Training fasted, not eating after long brick sessions, avoiding social gatherings where food was involved, eating only one big meal a day when interacting with friends and family... the list goes on and on. Food was also about control – I could control how much (or little) I ate, I could control the ‘willpower’ it took to starve myself all day long, I could control how my body looked on social media, I could control the self-righteous narrative surrounding organic/plant-based/Paleo diets (insert your diet trend of choice here). What I couldn’t control was stopping and feeding my body enough to survive.
Over the course of several years, I became vitamin and mineral deficient, I lost my cycle, my hair fell out, I had horrible night sweats, and my bone density was so low I had early signs of osteoporosis. That led to stress fractures, depression, anxiety and loneliness.
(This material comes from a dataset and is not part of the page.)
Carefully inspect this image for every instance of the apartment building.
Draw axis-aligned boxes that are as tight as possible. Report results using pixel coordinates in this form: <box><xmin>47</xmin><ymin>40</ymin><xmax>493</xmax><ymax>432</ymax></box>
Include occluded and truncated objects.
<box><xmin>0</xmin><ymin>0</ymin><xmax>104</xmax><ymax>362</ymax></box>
Disordered eating isolates you from the people and things you love. Food is constantly on your mind; so much so that regular daily activities become torture. The sad part was – in my “quest” to hit that top podium spot and collect social media accolades – the only things I really ended up getting were trips to doctor’s offices and a fucked-up body image. I wasn’t winning races; I was hobbling around on crutches.
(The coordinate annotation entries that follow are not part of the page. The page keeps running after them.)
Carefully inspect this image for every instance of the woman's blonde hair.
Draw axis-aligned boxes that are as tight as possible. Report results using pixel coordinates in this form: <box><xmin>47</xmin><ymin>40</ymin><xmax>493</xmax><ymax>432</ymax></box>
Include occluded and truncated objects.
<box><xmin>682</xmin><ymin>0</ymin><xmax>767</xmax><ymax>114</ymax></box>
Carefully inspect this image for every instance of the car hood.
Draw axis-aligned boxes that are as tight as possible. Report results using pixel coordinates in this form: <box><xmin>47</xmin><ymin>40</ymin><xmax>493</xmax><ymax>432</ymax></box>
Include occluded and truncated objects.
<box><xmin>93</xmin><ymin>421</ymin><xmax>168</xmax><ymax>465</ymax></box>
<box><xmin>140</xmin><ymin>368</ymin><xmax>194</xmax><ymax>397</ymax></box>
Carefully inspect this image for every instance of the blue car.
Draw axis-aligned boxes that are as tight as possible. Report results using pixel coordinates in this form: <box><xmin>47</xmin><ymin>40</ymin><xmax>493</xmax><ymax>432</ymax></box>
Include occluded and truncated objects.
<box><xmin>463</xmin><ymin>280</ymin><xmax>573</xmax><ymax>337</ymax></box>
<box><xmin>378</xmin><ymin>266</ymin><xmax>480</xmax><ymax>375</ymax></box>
So, what does “recovery” actually look like? Let’s just say it wasn’t an immediate or overnight fix. I would make progress, then relapse. Some days eating was easy and welcomed, others it was an ironman-level battle. It took a coach pulling me out of swim practice and asking if I was ok. He offered help and spoke honestly about what things looked like from his perspective. I couldn’t help myself; it took someone who cared to step in. I spoke with my family and a therapist. I started eating 3 meals a day, I welcomed healthy fats into my diet with abandon. I threw out my scale, took a break from social media, got my blood tested, had a DEXA scan, and addressed the inner damage I’d done by not eating enough. I changed the way I trained and dove headfirst into strength training. This girl wasn’t going down without a fight, I was going to get strong and learn to love my HEALTHY body. I threw out the “skinny pants”; those jeans you barely squeezed into at your thinnest that became the benchmark for diet success. I forced myself to eat on days I didn’t feel like it and journaled about how I was feeling. I tracked progress by how much I could squat and the fact my period came back with almost train-schedule-like consistency.
There is a light at the end of the tunnel. If you are struggling with under-fueling, whether it's intentional or not, there is a way to get help. You’re not alone. Speak to a friend, coach, parent, spouse or therapist. The first step is terrifying.